Often thought of as one of the worst athletes on a football field, the punters of the National Football League today have changed that perception quite a bit. The size of punters has increased dramatically over the years and the very style in which they ply their trade has changed drastically as well.
The Pittsburgh Steelers have a battle on their hands for the position this summer as training camp opens on Friday.
In one corner you have second-year punter Drew Butler who was the Steelers regular punter all of last season as a rookie. Butler ranked 26th in the league last year with an average of 43.8 yards per kick. He was tied for 18th in the NFL in punts placed inside the 20 yard line with 26. Opponents returned Butler’s punt for an average of about 10 yards per return which ranked him in the middle of the pack.

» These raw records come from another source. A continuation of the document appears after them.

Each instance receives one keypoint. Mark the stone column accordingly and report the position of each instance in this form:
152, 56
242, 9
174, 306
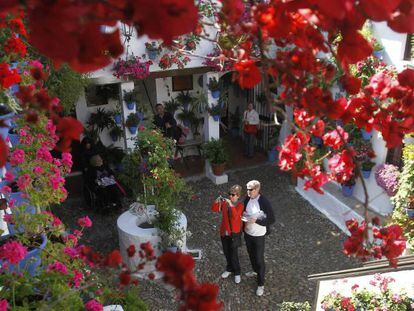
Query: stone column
211, 129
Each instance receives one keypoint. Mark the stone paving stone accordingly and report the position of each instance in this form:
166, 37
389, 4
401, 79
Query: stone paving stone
302, 242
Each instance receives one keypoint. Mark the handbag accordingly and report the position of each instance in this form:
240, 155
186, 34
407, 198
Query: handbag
235, 237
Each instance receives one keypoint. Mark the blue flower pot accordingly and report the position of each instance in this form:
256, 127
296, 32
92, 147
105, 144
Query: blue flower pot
317, 141
4, 130
215, 94
152, 54
366, 174
410, 213
366, 135
130, 105
378, 54
14, 139
272, 155
133, 129
31, 262
140, 115
347, 191
118, 118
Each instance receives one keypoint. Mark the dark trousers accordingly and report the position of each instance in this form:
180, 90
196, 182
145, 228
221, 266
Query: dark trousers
232, 255
255, 249
249, 144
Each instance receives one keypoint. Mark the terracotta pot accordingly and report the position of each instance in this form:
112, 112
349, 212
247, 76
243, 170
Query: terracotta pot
218, 169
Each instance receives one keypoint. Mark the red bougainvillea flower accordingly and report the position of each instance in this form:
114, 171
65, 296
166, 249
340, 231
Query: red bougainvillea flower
8, 77
247, 74
131, 250
114, 259
68, 129
180, 16
13, 252
4, 152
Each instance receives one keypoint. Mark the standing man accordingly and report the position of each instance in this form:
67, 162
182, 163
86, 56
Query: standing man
258, 216
166, 123
251, 122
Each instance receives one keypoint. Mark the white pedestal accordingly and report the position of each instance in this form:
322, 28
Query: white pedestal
218, 180
130, 234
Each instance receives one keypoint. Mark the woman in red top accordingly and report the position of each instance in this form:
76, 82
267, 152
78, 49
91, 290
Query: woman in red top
230, 209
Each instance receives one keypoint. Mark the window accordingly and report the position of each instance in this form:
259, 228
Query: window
409, 47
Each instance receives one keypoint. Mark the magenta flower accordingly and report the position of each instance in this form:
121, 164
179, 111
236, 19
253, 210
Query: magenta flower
13, 252
24, 181
58, 267
93, 305
85, 222
17, 157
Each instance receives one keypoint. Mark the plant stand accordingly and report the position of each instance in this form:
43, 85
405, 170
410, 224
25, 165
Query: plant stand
131, 234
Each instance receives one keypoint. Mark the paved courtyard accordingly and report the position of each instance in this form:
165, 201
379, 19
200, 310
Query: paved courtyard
302, 242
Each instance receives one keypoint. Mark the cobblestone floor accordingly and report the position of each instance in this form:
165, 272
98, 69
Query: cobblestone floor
302, 242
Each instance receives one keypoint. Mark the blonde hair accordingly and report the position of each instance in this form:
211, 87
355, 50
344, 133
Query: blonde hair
236, 189
253, 184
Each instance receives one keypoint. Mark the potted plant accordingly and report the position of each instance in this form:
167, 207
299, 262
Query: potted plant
152, 49
132, 122
116, 133
214, 87
366, 168
131, 98
185, 99
217, 155
215, 111
348, 187
410, 207
171, 106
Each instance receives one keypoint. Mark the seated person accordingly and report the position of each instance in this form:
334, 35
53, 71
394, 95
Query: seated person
103, 183
166, 123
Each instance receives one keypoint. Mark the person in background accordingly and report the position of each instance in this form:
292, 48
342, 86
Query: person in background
166, 123
258, 216
230, 230
251, 123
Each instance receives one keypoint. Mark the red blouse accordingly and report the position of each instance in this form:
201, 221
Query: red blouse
236, 213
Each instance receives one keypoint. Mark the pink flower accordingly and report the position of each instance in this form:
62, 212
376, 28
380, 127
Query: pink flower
38, 170
58, 267
13, 252
77, 278
9, 177
3, 305
24, 181
67, 159
85, 222
17, 157
93, 305
44, 154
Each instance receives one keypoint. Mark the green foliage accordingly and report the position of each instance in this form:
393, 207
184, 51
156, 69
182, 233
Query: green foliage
215, 151
213, 84
405, 191
132, 120
294, 306
131, 96
67, 85
100, 120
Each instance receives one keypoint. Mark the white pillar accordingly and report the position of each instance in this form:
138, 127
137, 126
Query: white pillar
212, 129
127, 86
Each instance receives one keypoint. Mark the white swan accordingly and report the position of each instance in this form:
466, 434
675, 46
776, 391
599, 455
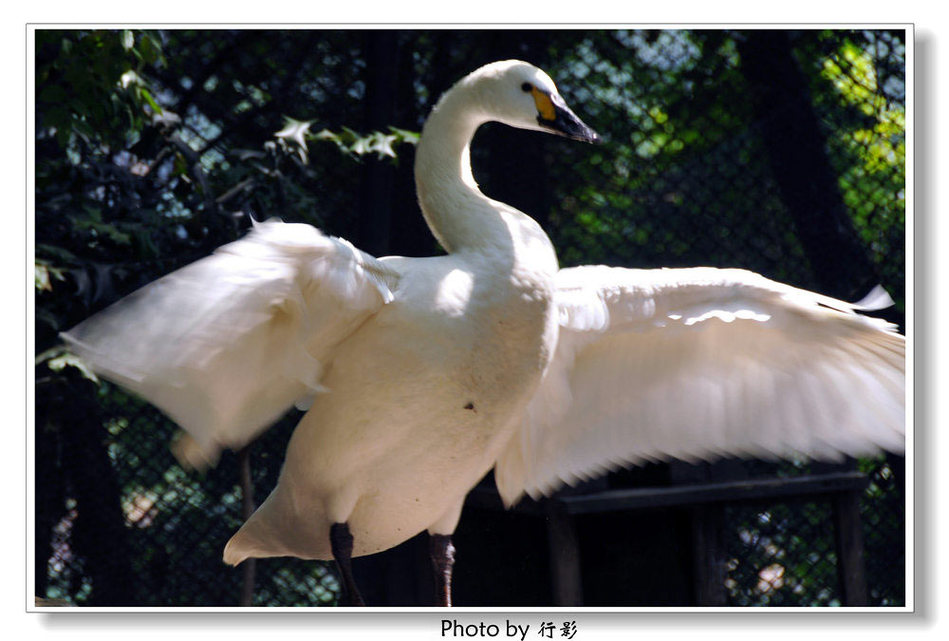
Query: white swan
426, 373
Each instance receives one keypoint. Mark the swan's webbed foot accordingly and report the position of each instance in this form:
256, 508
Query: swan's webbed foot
341, 542
442, 553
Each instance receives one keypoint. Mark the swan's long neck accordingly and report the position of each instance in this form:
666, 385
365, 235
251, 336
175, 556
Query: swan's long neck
456, 211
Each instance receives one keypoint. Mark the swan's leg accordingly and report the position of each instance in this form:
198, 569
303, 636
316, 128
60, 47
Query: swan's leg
341, 541
442, 552
443, 559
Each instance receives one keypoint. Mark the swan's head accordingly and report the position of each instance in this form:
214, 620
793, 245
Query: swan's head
521, 95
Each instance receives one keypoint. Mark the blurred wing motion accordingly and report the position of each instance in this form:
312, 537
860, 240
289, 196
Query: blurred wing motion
226, 345
702, 363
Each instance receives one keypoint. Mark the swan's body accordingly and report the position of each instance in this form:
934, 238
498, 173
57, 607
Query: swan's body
437, 369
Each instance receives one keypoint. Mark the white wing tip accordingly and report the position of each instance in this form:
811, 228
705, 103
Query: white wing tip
878, 298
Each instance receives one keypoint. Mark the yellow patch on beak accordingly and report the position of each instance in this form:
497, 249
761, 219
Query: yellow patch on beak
544, 105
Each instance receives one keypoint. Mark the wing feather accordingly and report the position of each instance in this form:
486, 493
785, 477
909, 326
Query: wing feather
702, 363
229, 343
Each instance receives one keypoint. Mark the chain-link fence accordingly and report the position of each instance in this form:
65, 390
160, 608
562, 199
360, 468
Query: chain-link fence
707, 162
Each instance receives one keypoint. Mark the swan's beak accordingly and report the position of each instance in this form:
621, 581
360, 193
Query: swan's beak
554, 115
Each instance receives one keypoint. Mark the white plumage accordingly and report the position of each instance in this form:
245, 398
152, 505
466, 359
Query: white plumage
428, 372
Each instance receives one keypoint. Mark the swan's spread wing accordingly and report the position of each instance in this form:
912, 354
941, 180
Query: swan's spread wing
700, 363
227, 344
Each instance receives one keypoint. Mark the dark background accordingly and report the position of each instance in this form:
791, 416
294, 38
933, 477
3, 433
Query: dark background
780, 152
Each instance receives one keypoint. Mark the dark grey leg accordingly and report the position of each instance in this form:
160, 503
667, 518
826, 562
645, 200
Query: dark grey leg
341, 541
443, 558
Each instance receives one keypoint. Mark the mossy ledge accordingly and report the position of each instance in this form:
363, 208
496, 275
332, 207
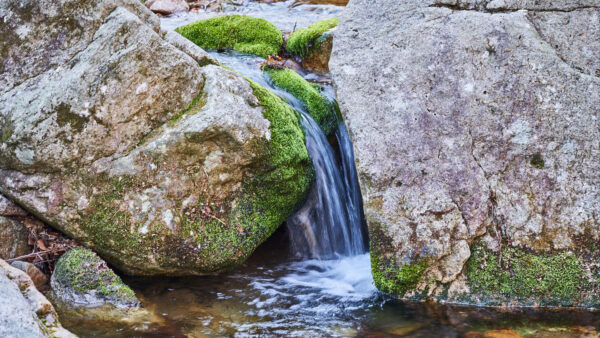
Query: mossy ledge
238, 32
303, 41
519, 277
80, 273
318, 106
266, 199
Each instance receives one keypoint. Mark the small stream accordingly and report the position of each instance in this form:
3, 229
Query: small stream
312, 278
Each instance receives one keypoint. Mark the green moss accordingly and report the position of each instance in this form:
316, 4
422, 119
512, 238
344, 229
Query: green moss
83, 271
393, 280
529, 278
537, 161
318, 106
238, 32
267, 198
302, 41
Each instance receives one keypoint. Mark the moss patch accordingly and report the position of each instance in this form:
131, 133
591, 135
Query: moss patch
529, 278
227, 238
83, 271
303, 41
318, 106
238, 32
397, 281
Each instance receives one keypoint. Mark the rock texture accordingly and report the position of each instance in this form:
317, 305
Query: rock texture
167, 6
24, 311
139, 149
13, 234
477, 138
82, 279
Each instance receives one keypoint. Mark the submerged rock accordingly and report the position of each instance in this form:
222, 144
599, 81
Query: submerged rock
82, 279
24, 311
143, 150
477, 145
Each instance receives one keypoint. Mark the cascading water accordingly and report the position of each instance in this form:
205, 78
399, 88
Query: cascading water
329, 225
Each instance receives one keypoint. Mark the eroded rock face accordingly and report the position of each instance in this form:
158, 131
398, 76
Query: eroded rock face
137, 146
476, 130
82, 279
24, 311
167, 6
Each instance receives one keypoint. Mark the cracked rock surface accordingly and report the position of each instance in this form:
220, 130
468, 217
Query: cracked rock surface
471, 121
132, 142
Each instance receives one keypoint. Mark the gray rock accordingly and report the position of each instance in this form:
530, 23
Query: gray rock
473, 120
39, 279
136, 146
82, 279
167, 6
9, 208
24, 311
13, 238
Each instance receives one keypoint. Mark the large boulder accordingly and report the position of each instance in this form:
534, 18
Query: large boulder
477, 138
82, 279
145, 152
24, 311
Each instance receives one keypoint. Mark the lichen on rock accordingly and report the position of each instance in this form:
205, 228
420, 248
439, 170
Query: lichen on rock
82, 279
317, 105
238, 32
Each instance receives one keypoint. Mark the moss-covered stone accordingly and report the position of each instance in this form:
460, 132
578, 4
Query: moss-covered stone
318, 106
266, 200
238, 32
303, 41
81, 278
527, 278
397, 281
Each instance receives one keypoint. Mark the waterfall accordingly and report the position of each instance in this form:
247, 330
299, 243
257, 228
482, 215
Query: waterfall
329, 224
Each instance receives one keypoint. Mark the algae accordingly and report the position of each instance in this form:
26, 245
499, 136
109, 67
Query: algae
303, 41
239, 32
318, 106
527, 277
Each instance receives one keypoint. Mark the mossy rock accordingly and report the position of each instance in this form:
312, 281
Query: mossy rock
82, 279
238, 32
318, 106
269, 173
303, 41
527, 278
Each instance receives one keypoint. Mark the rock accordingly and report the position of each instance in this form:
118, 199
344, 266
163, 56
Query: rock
39, 279
13, 238
317, 61
477, 145
82, 279
24, 311
158, 164
313, 44
238, 32
8, 208
316, 104
167, 7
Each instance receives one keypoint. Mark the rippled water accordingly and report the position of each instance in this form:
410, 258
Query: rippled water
276, 294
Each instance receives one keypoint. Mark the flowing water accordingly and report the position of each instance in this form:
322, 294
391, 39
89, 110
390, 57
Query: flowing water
312, 278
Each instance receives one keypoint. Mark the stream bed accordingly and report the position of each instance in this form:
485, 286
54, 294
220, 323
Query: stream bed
276, 292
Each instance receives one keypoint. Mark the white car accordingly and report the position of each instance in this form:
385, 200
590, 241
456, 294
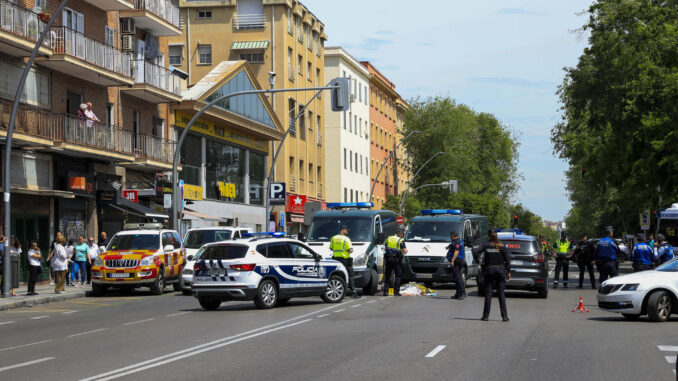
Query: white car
652, 292
195, 239
266, 270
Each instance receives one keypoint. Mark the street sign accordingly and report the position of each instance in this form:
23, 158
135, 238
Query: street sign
277, 194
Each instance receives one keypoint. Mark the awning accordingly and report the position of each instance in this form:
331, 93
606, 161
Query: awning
126, 206
249, 45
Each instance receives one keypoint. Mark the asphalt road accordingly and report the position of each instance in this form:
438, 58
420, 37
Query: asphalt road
407, 338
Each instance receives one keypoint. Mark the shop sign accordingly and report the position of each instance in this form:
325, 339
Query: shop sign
192, 192
131, 195
209, 128
226, 190
295, 203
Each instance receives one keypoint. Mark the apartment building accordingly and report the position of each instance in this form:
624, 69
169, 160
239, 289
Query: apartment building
273, 36
73, 172
348, 131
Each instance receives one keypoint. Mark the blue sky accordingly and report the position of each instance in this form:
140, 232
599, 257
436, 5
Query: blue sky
502, 57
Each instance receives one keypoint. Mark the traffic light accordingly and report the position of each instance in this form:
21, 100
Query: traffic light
340, 91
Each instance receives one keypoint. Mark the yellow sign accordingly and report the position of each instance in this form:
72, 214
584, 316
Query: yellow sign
192, 192
226, 190
209, 128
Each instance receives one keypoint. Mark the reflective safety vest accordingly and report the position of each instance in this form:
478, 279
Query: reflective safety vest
340, 246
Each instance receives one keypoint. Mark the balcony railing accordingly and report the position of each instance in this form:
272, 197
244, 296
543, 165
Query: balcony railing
21, 22
76, 44
164, 9
157, 76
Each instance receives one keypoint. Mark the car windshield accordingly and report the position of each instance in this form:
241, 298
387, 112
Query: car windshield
324, 228
431, 231
671, 266
135, 242
196, 238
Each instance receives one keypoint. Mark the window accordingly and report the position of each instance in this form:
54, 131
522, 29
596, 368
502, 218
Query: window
252, 57
175, 54
204, 14
204, 54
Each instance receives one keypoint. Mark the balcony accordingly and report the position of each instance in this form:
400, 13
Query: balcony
247, 22
83, 57
154, 83
160, 17
20, 30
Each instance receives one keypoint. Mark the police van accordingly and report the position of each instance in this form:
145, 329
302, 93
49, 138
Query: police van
367, 230
427, 238
266, 268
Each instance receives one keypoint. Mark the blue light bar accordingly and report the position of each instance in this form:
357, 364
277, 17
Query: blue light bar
432, 212
347, 205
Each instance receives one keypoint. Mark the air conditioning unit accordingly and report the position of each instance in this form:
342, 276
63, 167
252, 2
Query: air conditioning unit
127, 26
128, 43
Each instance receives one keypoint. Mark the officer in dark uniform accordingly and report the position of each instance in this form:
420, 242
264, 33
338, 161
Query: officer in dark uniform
606, 256
455, 260
584, 253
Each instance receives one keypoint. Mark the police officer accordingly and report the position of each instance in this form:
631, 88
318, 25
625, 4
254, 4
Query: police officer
455, 259
606, 256
642, 255
562, 247
393, 257
583, 253
496, 269
342, 248
665, 251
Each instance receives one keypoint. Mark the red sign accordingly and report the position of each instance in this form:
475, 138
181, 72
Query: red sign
131, 195
295, 203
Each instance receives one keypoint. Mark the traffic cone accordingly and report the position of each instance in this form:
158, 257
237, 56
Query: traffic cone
581, 307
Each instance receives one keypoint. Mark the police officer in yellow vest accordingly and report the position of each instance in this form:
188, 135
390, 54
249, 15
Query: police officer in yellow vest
563, 254
342, 248
393, 257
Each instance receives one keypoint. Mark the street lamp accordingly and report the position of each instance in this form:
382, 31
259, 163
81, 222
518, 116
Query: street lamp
387, 158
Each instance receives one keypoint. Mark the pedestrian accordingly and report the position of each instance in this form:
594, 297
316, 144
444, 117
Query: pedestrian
562, 247
665, 251
642, 255
606, 256
455, 259
34, 267
93, 254
60, 265
583, 254
81, 257
496, 267
342, 248
393, 257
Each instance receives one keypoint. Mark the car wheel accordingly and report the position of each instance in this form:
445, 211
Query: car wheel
158, 286
336, 290
267, 294
209, 304
659, 306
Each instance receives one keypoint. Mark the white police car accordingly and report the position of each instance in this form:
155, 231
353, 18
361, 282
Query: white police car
268, 269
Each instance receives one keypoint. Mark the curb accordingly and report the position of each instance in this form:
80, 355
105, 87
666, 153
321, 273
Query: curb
42, 300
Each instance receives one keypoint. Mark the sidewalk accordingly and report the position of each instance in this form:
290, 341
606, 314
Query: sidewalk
46, 295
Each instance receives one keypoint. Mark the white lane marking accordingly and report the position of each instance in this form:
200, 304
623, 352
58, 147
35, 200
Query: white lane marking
434, 352
25, 345
85, 333
213, 342
179, 313
26, 363
156, 363
138, 321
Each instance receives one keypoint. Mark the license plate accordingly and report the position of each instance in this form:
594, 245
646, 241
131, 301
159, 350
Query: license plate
119, 275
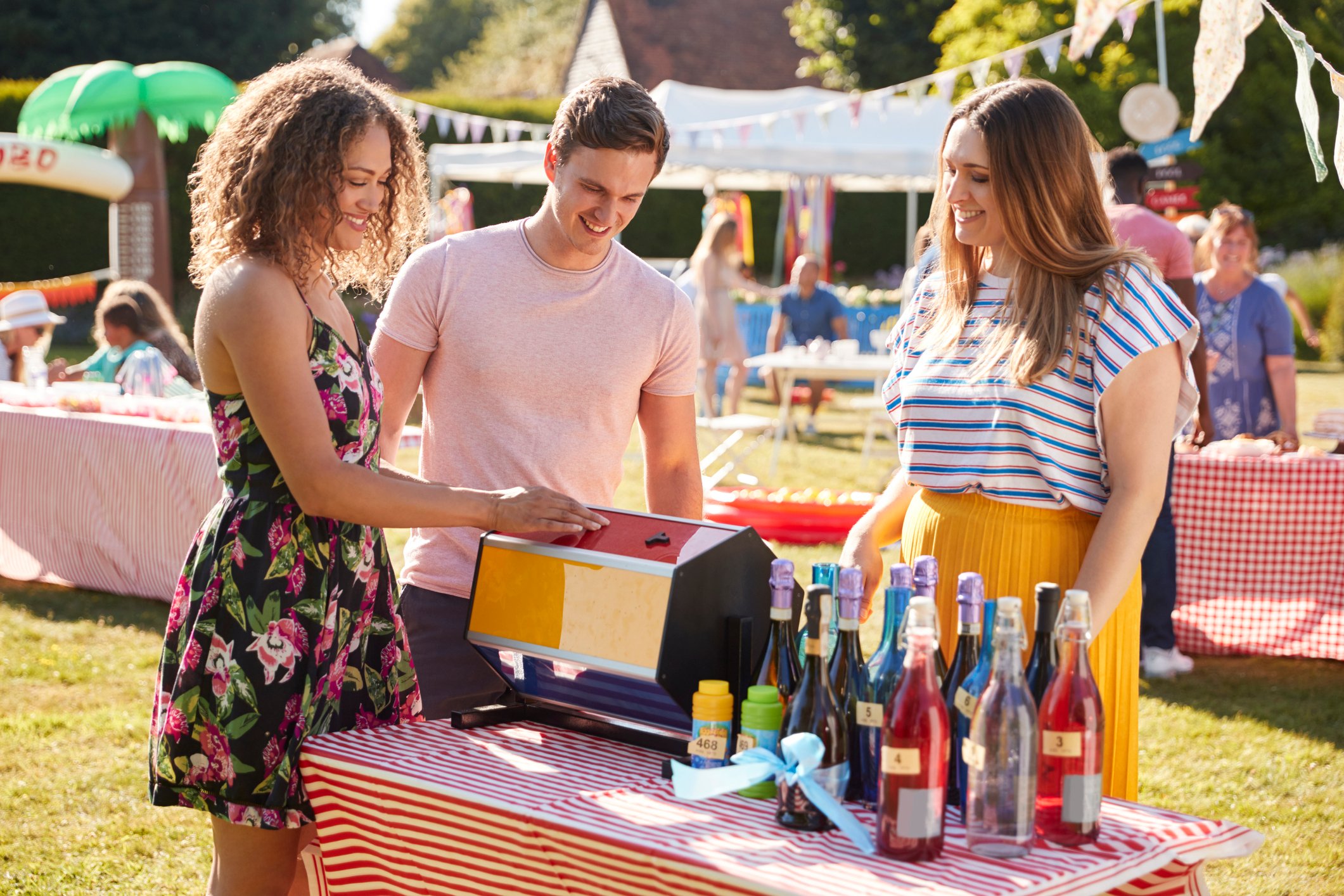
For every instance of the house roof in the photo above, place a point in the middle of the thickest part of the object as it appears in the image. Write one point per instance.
(734, 45)
(351, 51)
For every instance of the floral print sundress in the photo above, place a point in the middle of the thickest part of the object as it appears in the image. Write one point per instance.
(283, 625)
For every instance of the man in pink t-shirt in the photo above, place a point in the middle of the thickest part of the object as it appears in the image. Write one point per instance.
(1171, 250)
(539, 344)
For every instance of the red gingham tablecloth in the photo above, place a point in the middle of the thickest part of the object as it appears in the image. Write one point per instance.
(100, 501)
(530, 809)
(1260, 555)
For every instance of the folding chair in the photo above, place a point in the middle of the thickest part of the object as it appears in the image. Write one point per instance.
(731, 440)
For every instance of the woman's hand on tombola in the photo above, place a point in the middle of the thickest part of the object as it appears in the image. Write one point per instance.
(862, 551)
(535, 508)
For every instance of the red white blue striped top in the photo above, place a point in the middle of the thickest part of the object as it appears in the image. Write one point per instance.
(1042, 444)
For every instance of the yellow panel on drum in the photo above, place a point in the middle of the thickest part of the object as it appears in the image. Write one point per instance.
(615, 614)
(520, 597)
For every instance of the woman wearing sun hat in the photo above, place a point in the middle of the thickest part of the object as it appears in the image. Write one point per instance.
(25, 320)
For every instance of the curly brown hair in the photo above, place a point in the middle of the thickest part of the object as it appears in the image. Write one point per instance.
(265, 177)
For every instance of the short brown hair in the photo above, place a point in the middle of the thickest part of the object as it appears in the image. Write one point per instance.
(610, 113)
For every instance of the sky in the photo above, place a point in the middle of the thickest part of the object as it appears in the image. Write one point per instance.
(373, 20)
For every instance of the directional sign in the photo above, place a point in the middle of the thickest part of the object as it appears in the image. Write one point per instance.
(1175, 146)
(1183, 198)
(1184, 171)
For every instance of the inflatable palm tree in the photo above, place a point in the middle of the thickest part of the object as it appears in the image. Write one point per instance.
(136, 106)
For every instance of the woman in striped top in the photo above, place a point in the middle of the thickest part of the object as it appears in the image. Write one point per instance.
(1039, 378)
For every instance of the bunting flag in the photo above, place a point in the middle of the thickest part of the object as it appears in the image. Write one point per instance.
(1092, 18)
(1050, 49)
(980, 73)
(1307, 106)
(1338, 86)
(1127, 18)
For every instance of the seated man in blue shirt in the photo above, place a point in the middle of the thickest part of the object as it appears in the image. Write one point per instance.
(808, 310)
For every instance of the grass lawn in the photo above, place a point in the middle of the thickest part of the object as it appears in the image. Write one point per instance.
(1253, 741)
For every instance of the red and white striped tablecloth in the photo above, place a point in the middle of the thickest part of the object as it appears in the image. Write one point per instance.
(530, 809)
(100, 501)
(1260, 555)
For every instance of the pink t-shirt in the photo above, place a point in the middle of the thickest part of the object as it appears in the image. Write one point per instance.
(1158, 237)
(535, 373)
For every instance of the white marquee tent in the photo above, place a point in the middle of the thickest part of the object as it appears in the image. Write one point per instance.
(892, 148)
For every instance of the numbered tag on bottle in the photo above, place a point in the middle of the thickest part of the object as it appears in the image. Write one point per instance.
(712, 743)
(900, 760)
(1066, 745)
(869, 715)
(973, 754)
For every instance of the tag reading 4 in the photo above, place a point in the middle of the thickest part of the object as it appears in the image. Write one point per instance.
(869, 715)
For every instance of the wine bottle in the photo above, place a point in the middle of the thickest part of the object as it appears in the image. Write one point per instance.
(914, 754)
(848, 674)
(926, 586)
(1072, 735)
(1001, 752)
(780, 663)
(897, 598)
(1040, 665)
(971, 603)
(815, 710)
(824, 574)
(883, 675)
(970, 693)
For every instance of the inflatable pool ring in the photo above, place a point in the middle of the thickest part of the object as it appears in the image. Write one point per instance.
(792, 516)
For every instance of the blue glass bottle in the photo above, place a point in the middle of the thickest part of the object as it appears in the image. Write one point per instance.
(883, 676)
(1002, 750)
(970, 692)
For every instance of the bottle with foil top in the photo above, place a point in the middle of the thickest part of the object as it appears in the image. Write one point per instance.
(815, 710)
(883, 675)
(1072, 727)
(912, 797)
(780, 664)
(1001, 750)
(1040, 665)
(971, 602)
(826, 574)
(848, 674)
(970, 693)
(712, 724)
(925, 582)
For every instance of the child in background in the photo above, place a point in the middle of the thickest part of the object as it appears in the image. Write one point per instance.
(118, 330)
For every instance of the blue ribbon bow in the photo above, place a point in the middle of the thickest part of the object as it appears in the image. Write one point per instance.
(803, 755)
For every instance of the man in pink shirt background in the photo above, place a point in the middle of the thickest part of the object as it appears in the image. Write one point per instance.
(539, 344)
(1171, 250)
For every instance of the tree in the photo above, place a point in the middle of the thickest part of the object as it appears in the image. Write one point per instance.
(523, 50)
(241, 38)
(866, 43)
(1254, 148)
(428, 34)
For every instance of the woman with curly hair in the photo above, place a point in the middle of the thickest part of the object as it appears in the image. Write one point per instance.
(285, 620)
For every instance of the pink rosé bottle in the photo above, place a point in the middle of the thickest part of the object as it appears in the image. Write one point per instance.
(912, 794)
(1072, 729)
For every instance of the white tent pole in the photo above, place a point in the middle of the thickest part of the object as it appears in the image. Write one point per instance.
(912, 226)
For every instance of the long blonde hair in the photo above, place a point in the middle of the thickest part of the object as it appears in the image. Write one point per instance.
(1056, 226)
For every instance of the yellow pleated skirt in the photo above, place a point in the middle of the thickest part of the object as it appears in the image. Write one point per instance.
(1014, 547)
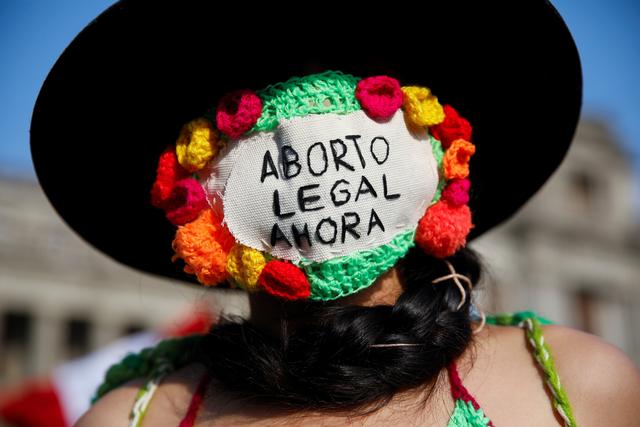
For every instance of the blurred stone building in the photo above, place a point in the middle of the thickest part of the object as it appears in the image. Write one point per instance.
(571, 254)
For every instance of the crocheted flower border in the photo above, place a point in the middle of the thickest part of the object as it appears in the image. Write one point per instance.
(211, 253)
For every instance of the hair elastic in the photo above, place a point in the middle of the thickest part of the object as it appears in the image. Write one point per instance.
(456, 278)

In the other corner is veteran Brian Moorman who punted for Buffalo and Dallas last season. His career average is 44.0 yards per punt. Moorman finished last year averaging one full yard more in distance than Butler at 44.8 yards per kick which ranked him 23rd. Moorman also ranked 20th in the NFL in punts inside the twenty with 24 or, just two less than Butler.
The big difference between the two besides age and experience of course is in opponents’ return yards. Butler’s punts resulted in an average return of 10 yards as I pointed out earlier. Moorman’s punts last season were returned for an average of 13.4 yards per return which ranked second and this is a stat you’d rather be at the bottom.
Entering camp, the Steelers feel like Moorman can do a better job of positional/directional punting than Butler can. If that doesn’t sound important to you, then you don’t understand punting and special teams. Being able to punt the ball left or right is vital to limiting great returners from having too much of the field to work with as they bring the ball up field.
Butler struggled at times with this last season but by no means was terrible. It’s just that the every yard counts in the NFL especially with place-kickers routinely banging in field goals from 50+ yards. Field position becomes more crucial than ever even when you’re just talking about a few yards here and there.
I really think this is a toe-to-toe battle, pardon the pun, with both guys having a good shot at grabbing the position. For the kicking geeks like myself who enjoy these types of battles, this should be a good one throughout training camp.